On the day before Advent I finally brought an Advent Calendar.
And spent the next day veering between delight that I finally have an Advent Calendar that I’m happy for my children to grow up with, to bring out year after year until it’s faded and tatty looking and the embroidery starts to unravel, and disquiet that I started off Advent with an act of consumerism.
This was particularly jarring as I’m always bitching about how Christmas has been turned into the festival of buy-now.
I had plans to make a Calendar (although that would have involved buying the template and paints and brushes and glue and gold sparklies and etceteras, but the labour would somehow nullify that) but that fell through when Spotlight was out of templates and I could find no one else who sold them…

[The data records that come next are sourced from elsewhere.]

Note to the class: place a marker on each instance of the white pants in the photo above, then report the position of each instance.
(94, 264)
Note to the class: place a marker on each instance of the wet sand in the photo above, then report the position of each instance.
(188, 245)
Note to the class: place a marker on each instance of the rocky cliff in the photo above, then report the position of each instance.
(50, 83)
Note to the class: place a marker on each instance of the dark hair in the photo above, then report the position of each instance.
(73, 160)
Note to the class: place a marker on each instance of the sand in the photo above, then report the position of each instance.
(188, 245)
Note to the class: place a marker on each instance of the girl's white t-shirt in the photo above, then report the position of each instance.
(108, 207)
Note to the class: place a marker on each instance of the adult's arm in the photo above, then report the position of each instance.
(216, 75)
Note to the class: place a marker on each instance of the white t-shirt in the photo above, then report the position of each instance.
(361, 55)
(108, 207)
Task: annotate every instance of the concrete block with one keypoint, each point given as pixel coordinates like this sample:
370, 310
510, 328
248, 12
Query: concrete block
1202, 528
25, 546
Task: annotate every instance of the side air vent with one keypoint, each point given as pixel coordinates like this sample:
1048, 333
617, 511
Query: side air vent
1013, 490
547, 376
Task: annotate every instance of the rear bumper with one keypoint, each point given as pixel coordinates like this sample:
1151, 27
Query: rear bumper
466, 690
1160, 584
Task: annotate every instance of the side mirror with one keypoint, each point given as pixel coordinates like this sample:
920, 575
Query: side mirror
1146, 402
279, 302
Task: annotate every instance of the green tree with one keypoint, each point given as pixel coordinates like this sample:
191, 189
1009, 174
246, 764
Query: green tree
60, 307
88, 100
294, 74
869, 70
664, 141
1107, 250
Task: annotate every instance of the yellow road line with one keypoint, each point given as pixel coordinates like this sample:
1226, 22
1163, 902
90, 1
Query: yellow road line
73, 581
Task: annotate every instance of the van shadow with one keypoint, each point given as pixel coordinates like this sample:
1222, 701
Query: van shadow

And then, at literally the very last moment, on the day before Advent, when I was just looking at an email catalogue from Oxfam, I found THE ONE. Hand-embroidered with individual pouches for little goodies, with a suitably festive design, while thankfully lacking any Santas. And hey, Oxfam = automatic reduction of consumer guilt. So I didn't feel bad about buying the embroidered stocking for the Poppets first Christmas or... Uh-um. Yes.
While my relationship with Christianity comes under the ‘it’s complicated’ status, I resent Christmas, a time when we celebrate the birth of a persecuted, Jewish refugee, born of a single mother (of ‘it’s complicated’ status), being turned into a corny blitz of excess.
And yet, whilst I resent the hi-jacking of a religious celebration into a commercial mockery, I’m just as guilty myself. The kids will only be getting a couple of presents each in their stocking, but I’m already looking forward to the food and drink of Christmas dinner, of dressing the kids up for it, of making Christmas pudding and watching with awe as my husband demolishes obscene quantities of prawns.
If we get to Church on Christmas day, (and with the two little ones this is a big if – all the local services start at 9.30am and I’m lucky if I’m out of my pajamas by then) we’ll be on a good thing.
If we find a quiet time in the day to reflect on why we’re celebrating, on the babies today who are being born in hardship, uncertainty and repressive regimes today, on the meaning of Christ in the world, we’ll be lucky. It’s likely to get lost between the wrapping paper and the wine.
But now, now I have the perfect Advent Calendar, and when I put a chocolate in day one for the Sprocket, he ate it with glee. He doesn't get it yet. He just gets the chocolate. But there's many, many Christmases to tell him all about it.